Kroger files lawsuit against FTC
Kroger filed a lawsuit against the Federal Trade Commission on Monday in an effort to block the agency from reviewing its proposed $25 billion merger with Albertsons, per a Reuters report.
Kroger is calling for a preliminary injunction in the U.S. District Court, Southern District of Ohio, to block an administrative proceeding challenging its proposed acquisition of Albertsons.
Kroger said the tribunal was unconstitutional, and that the matter should be resolved in a federal court.
[Read more: Albertsons named Drug Store News Pharmacy Innovator of the Year 2022]
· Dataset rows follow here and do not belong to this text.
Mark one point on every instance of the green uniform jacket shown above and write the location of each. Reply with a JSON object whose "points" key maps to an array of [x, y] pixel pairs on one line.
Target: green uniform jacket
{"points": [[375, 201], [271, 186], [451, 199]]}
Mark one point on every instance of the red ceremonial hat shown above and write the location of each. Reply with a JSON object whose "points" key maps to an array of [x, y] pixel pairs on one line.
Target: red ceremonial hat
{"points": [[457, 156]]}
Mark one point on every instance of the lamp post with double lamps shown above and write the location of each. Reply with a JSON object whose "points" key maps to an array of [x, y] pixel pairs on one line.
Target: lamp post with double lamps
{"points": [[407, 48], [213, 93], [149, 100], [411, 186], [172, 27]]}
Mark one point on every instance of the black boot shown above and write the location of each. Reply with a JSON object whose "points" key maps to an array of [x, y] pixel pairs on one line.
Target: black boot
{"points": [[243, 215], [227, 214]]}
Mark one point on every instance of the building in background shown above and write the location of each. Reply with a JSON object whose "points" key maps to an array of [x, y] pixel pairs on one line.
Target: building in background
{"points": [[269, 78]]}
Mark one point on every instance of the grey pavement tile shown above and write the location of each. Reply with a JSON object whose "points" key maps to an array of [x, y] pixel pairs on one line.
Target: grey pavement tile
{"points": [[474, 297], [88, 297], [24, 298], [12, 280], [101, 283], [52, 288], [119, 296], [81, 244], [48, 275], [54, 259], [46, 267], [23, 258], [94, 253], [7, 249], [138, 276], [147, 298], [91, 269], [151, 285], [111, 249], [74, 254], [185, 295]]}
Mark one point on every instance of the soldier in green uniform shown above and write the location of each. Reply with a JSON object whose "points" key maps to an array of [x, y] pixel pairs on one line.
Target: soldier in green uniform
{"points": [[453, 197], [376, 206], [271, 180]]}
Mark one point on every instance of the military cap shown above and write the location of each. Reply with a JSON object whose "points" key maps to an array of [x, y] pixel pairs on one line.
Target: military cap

Kroger is scheduled to face an Aug. 26 trial, in which the FTC has asked a federal judge in Portland, Ore., to temporarily block the merger while its in-house judges review the deal.
In a lawsuit filed in February, the FTC said that the merger will hike prices for millions of Americans and squeeze the labor market for unionized grocery store workers. That in-house review could take years, Kroger said in the lawsuit, per the report.
[Read more: Kroger to lower prices following merger with Albertsons]
The report also said that Rodney McMullen, chairman of Kroger, said in a statement that the company is "prepared to defend this merger in the upcoming trial in federal court – the appropriate venue for this matter to be heard. We are asking the court to halt what amounts to an unlawful proceeding before the FTC's own in-house tribunal," per the report.